Krusedol Festival, Fruska Gora
Monastery of Annunciation to the Blessed Virgin Mary, Krusedol
The southern part of Serbia was under Ottoman control, but the northern part was ruled by the Austro-Hungarian Empire. That is why we noticed a huge difference in the architecture in different regions in Serbia. The first powerful neoclassic European architecture came in front of our eyes when we arrived in the small town Sremski Karlovci, the first impressions were beyond our expectations. Amazing baroque architecture, wide Pedestrian Street with restaurants, a fountain of 4 lions in the center, everything planned to perfection. Sremski Karlovci is just 8 km from the city of Novi Sad, where we plan to overnight next.

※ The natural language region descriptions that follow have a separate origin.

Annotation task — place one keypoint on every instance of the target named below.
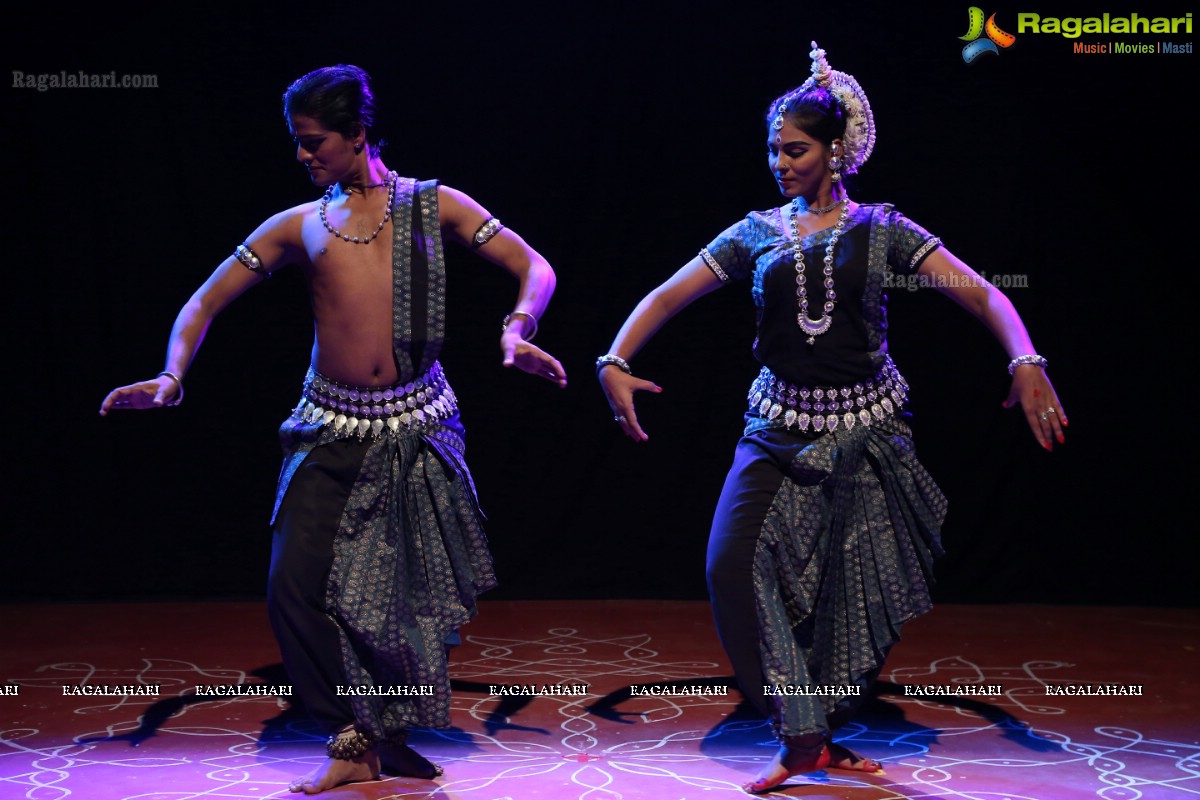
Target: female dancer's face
(798, 162)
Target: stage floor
(1036, 738)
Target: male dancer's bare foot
(844, 758)
(397, 758)
(797, 755)
(336, 771)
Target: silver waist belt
(827, 408)
(378, 410)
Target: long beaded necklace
(815, 328)
(360, 240)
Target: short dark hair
(339, 97)
(815, 112)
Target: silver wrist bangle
(1033, 359)
(612, 360)
(533, 320)
(179, 383)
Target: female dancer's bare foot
(844, 758)
(797, 755)
(336, 771)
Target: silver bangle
(613, 360)
(1033, 358)
(508, 319)
(250, 259)
(485, 233)
(179, 382)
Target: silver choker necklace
(815, 328)
(823, 209)
(359, 240)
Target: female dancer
(827, 528)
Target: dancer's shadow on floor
(282, 727)
(501, 716)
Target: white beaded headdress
(858, 142)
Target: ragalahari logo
(976, 29)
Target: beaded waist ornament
(827, 408)
(376, 410)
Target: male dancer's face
(328, 156)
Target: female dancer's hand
(1032, 390)
(532, 359)
(155, 392)
(619, 389)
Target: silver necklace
(387, 215)
(815, 328)
(823, 209)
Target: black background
(617, 138)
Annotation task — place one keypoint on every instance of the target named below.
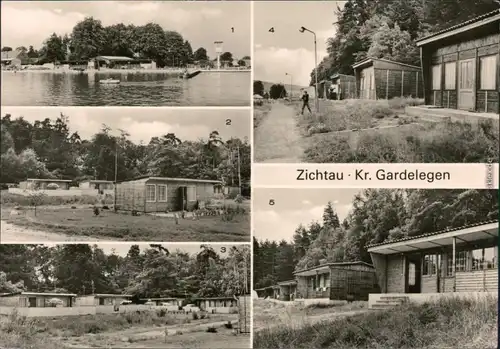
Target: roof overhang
(48, 180)
(322, 269)
(363, 63)
(185, 180)
(48, 294)
(453, 32)
(445, 239)
(287, 283)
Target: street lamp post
(290, 75)
(304, 29)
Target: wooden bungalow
(264, 292)
(162, 194)
(337, 281)
(461, 65)
(287, 290)
(102, 299)
(460, 260)
(346, 86)
(37, 299)
(96, 184)
(42, 184)
(217, 304)
(166, 301)
(378, 78)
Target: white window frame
(436, 78)
(488, 75)
(452, 84)
(187, 193)
(158, 193)
(147, 192)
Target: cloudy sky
(293, 207)
(145, 123)
(27, 23)
(123, 248)
(287, 50)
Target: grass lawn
(409, 141)
(449, 323)
(260, 112)
(355, 114)
(269, 314)
(118, 226)
(91, 330)
(221, 339)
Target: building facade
(385, 79)
(161, 194)
(461, 65)
(460, 260)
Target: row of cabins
(34, 303)
(460, 69)
(165, 194)
(461, 262)
(64, 184)
(144, 194)
(334, 281)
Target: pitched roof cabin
(378, 78)
(461, 65)
(452, 261)
(337, 281)
(163, 194)
(37, 299)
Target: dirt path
(277, 139)
(14, 233)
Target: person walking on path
(305, 102)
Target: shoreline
(123, 71)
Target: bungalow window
(429, 265)
(450, 75)
(191, 194)
(162, 193)
(483, 258)
(151, 193)
(476, 259)
(491, 257)
(461, 261)
(488, 67)
(436, 77)
(449, 264)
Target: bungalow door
(466, 84)
(413, 274)
(182, 197)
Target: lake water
(136, 89)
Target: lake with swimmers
(158, 88)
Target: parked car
(191, 308)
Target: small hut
(378, 78)
(162, 194)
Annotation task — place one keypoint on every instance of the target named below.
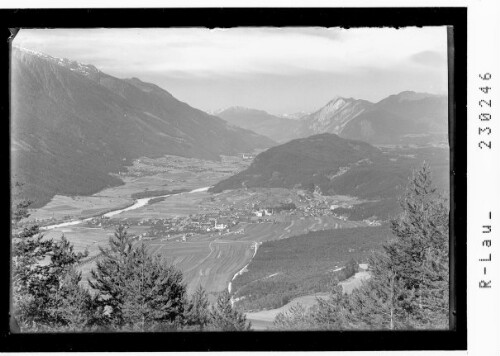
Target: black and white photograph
(240, 179)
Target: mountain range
(339, 166)
(277, 128)
(407, 117)
(72, 125)
(402, 118)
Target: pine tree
(109, 280)
(225, 317)
(155, 294)
(197, 314)
(409, 284)
(40, 266)
(420, 252)
(135, 291)
(408, 288)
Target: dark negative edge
(454, 339)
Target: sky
(280, 70)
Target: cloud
(428, 58)
(272, 66)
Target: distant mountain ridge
(72, 125)
(401, 118)
(277, 128)
(332, 117)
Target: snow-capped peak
(83, 69)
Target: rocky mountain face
(277, 128)
(332, 117)
(407, 117)
(72, 125)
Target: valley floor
(175, 226)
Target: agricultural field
(209, 259)
(166, 173)
(210, 264)
(264, 319)
(301, 265)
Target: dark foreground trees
(130, 290)
(409, 284)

St. Nicholas Church in Sremski Karlovci
Sremski Karlovci, center
Novi Sad it’s the biggest town in the province Vojvodina, and the second biggest town in Serbia after the capital Belgrade. This wonderful city is full of life, nice parks, many restaurants, and cafe bars. The feeling was like we were in a city in Austria or Switzerland, definitely one of the finest and most modern cities in the Balkans. In the city center dominate churches built in baroque style. Perhaps the most beautiful amongst them is the Catholic Church dedicated to The Holy Name of Mary, situated right in the city square and is one of the most recognized structures in Novi Sad. At night we took a pleasant walk throughout the central pedestrian part in Novi Sad. In the middle of the central square, the crowd has surrounded a mobile basketball court. We were again lucky enough to watch the final match of basketball 3x3 tournament organized by FIBA. Serbians are known as good basketball players and basketball is the most popular sport around here. Serbia is a sports nation, with many successful players and teams. Number one worldwide known sport star definitely is the tennis player Novak Djokovic. The next morning we woke up still full of impressions from the previous events. But being in Novi Sad and not visiting Petrovaradin fortress would be not forgivable. So, we head there. Crossing one of the bridges on the Danube River, we found ourselves in front of the fortress. Petrovaradin fortress annually hosts one of the most popular music festivals in Europe “Exit”. The view from the fortress to the city of Novi Sad and the Danube River is breathtaking.
Da - Yes
Ne - No
Dovidzenja - Good bye
Zdravo - Hello
Hvala - Thank you
Kako si - How are you
Ziveli - Cheers
Prijatan dan - Have a nice day
Name of Mary Church in Novi Sad
We left Novi Sad with nice memories behind us and head towards the capital Belgrade. With a population of more than 2 million people, Belgrade is the biggest city in Serbia, built on the confluence of two big rivers, Danube and Sava. With the reputation of a city with the best nightlife in the world, Belgrade is a city that never sleeps or rests. We started with one of the biggest attractions, Kalemegdan fortress. The Citadel offers you a spectacular view of the Danube and Sava rivers. The travelers who want to learn more about Ex Yugoslavia, Belgrade is the right place. The Museum of Yugoslavia is the most visited museum in Serbia located in Belgrade here you can learn more about the Yugoslavian history and life of its famous leader Josip Broz Tito. The grave of Tito also called “The House of Flowers”, is in one of the museum buildings that were on our checklist. In Belgrade, we finished our journey to Serbia, full of pleasant memories, filled up with a lot of positive impressions. We say goodbye to Belgrade and Serbia for now, knowing that sooner or later we will visit it again.